South America Calling

Argentine Farmers Plant Defensively

Argentine wheat and corn area will fall dramatically in 2015-16 amid political and economic uncertainties and rising costs that lead to tight margins.

The Buenos Aires Cereals Exchange estimates wheat area will fall by 16% in the current season, while corn area will drop by 15% and soybean acres will stay flat.

Heavy recent rains have created good soil moisture conditions in many regions, but flooding has inhibited wheat in some areas.

According to the AACREA farmer group, in terms of percentage of land planted in 2015-16, soybeans will account for 57%, up sharply from 47% last year; wheat will account for 11%, down from 14% in 2014; and corn for 17%, down from 25%.

With the leading candidates in Argentina's election not being drawn on whether or when grain export taxes may be reduced and the timing of a devaluation of the Argentine peso uncertain, farmers are being very cautious.

That's because without a bump from these two factors, margins look very tight with prices in the doldrums and costs on the rise.
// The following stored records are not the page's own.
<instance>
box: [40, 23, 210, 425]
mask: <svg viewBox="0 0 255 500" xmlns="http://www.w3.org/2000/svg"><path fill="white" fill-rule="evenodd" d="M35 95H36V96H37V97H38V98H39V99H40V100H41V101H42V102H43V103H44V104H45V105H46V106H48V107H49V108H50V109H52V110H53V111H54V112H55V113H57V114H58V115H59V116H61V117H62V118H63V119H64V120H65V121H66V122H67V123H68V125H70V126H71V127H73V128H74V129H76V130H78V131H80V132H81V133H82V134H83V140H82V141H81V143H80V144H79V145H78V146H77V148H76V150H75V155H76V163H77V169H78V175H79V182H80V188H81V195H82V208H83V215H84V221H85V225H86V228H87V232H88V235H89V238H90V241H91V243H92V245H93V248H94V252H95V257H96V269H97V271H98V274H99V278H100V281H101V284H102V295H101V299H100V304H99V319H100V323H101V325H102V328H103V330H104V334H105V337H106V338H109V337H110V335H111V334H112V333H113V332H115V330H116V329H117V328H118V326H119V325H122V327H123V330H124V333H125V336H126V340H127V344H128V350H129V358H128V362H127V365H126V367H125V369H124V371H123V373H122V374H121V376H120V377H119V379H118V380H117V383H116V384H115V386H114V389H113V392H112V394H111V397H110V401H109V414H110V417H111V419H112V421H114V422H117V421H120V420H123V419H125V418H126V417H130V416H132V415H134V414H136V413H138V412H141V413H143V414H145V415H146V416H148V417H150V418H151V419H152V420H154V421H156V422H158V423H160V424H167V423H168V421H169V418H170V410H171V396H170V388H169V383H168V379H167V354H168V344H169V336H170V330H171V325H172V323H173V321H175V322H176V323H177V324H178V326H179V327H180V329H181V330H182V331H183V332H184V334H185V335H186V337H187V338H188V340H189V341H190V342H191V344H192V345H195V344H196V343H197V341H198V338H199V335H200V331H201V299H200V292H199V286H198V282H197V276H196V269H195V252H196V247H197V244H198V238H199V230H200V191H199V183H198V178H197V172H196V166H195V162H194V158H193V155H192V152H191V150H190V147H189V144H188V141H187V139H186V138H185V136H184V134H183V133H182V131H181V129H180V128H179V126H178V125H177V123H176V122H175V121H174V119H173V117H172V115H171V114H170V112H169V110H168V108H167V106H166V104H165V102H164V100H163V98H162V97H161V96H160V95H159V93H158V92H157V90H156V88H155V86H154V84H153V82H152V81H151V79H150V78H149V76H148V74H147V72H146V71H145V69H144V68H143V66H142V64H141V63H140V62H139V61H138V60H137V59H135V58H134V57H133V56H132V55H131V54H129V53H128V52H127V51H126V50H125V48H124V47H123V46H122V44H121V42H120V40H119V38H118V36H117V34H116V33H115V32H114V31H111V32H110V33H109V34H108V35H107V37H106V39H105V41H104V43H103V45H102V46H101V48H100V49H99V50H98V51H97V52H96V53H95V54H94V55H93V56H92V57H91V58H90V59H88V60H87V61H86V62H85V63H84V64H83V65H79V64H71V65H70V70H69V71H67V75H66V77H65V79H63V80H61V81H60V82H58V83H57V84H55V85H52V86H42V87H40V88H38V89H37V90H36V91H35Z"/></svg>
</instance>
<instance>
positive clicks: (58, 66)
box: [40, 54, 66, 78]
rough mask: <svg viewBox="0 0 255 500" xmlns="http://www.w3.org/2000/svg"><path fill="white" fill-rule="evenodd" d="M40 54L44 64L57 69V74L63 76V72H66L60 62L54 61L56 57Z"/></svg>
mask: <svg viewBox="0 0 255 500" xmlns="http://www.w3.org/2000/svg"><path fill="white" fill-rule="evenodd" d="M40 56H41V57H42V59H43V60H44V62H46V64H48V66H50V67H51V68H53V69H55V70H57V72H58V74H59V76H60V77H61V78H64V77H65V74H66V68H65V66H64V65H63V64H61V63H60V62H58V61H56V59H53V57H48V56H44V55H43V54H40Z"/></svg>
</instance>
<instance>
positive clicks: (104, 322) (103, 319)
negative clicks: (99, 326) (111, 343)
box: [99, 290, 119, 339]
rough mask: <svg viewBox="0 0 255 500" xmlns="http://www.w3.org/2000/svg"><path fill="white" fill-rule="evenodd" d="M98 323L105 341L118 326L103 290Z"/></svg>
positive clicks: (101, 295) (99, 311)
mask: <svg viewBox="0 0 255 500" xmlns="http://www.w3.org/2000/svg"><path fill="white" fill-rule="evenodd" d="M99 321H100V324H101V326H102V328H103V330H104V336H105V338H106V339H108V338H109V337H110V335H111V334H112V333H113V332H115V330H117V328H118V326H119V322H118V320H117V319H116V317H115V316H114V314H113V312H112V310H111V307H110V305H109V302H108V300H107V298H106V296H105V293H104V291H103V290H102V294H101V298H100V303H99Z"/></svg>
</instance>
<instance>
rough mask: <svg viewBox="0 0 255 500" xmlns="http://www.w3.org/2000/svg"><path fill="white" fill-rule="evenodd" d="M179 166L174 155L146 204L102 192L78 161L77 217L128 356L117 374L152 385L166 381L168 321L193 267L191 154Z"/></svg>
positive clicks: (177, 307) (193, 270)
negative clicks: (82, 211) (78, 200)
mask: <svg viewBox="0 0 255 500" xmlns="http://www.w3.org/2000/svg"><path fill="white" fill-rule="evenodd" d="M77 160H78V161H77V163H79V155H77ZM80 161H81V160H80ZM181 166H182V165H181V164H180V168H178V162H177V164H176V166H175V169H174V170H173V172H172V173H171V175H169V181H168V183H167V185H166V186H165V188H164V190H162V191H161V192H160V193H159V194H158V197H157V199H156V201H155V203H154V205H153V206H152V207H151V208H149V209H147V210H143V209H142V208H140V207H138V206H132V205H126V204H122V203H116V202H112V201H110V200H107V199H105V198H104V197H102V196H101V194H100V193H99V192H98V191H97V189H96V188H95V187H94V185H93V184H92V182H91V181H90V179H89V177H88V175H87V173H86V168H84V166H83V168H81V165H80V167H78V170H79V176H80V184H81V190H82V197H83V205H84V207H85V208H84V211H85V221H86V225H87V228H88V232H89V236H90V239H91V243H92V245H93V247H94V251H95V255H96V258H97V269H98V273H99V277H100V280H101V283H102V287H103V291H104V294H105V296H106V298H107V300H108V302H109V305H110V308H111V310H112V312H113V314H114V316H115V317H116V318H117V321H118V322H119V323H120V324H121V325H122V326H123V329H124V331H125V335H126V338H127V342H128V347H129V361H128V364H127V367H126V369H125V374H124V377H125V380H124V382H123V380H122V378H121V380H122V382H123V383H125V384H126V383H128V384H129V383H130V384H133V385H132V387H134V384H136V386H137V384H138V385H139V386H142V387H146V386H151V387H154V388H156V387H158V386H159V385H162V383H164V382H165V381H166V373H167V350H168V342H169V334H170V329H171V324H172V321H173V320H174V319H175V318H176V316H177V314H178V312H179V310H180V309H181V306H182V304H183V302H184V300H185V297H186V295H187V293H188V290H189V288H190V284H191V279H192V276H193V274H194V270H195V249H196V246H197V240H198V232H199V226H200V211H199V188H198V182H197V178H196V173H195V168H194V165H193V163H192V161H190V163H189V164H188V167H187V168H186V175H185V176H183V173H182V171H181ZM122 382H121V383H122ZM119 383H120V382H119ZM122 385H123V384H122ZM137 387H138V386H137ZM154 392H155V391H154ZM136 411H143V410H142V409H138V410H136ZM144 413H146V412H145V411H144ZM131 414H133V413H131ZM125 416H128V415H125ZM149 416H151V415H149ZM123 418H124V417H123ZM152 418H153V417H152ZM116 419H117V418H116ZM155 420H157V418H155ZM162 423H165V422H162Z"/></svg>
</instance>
Some 88% of Argentine farmers believe the economic situation is worse than one year ago, said AACREA. Meanwhile, only 27% believe the situation will improve in the medium term, down from over 50% at the same time last year.

Overall, planting will fall by 11% with 37% of large commercial farms deciding to reduce area, while some 24% will reduce the level of technology employed

Some 73% of CREA associates polled said the financial position of their companies had deteriorated over the last years, some 10 percentage points higher than the year before.

Argentine farmers have been hurt in recent years by heavy export taxes, raging inflation and an artificially bolstered Argentine peso, which eats into their margins. They hoped leading presidential candidates would offer signs that the situation may improve in 2016. Unfortunately, the promises have been vague, thus far.